Y'all are ragging on ICG for doing this, but NGC and PCGS do it too. I just recently sold a 1960D NGC MS64FBL that was in a 1960 (w/o mintmark) slab.
I am more on the seller. I can believe that some clerk could make a mistake like that at the TPGs - even 2. However, this guy is selling them and has not even bothered to look at what he is selling.
I have to say that I have seen NGC and PCGS both make "typo" or "mechanical" errors on coin slabs. I have seen slabs with the wrong DATE, as well as the wrong DENOMINATION! Most recently, one of my customers sent in an 1877 to PCGS that was VF and it came back in an MS64 holder! Talk about an "in your face" mistake! He loved handing the slab to people and asking their thoughts on the grading - we all got a good laugh at that one! He finally sent it back to PCGS with a tinge of hope that they'd "buy it back" at the MS64 price, but they said it was a simple "mechanical error" and just reslabbed it correctly.

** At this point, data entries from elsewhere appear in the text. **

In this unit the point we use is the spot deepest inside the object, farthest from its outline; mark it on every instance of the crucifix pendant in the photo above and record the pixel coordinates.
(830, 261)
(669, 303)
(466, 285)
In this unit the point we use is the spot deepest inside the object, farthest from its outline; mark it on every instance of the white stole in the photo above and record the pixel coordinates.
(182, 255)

Here's yet another one! Did ICG really make all those errors, or is the seller or someone who works for him merely pulling coins out of a roll or bag and tossing them in counterfeit slabs? http://cgi.ebay.com/1955-D-1C-Linco...mQQptZCoins_US_Individual?hash=item35a402984f
http://cgi.ebay.com/1955-Wheat-Cent...mQQptZCoins_US_Individual?hash=item3a5356fe5f now that not a error!
I'm betting the pinhead is using photoshopped images. I am also betting that you don't get the coin in the picture. Bill
The submitter probably sent in a roll of 1955-S cents and wrote D on the submission form. Guy unpacking at the TPG just types into the computer what was on the form and the computer prints barcodes. Next guy puts the coins in flips and sticks the barcode on them. Grader scans the barcode and types in a grade. At sealing the guy scans the barcode and the computer prints the label based on the code and what the grader typed in. Coin and label are sealed in the holder. Nowhere along this route has there really been any way to see if the information matches the coin except at the initial data entry. Now if they have a finalizer who checks the finished slab he might catch it, but he is basically checking the grade. As for the seller catching it, we have a whole industry now brought up to believe in the slabs and what the slabs say and I believe that a LOT of coins get bought and sold every day based just on what is printed on the slab label. And this has been going on for some time. I know of a story from years back about a large cent in one of the old PCI slabs. It was a 1796 Liberty Cap in Fine that went through several dealers hands and was finally sold to a very happy collector (With the final dealer insisting that it was undergraded and he wanted VF money.) Why was he so happy? Because none of the dealers had every really bothered to look at the coin, just the label. The coin was actually a 1793 Liberty cap.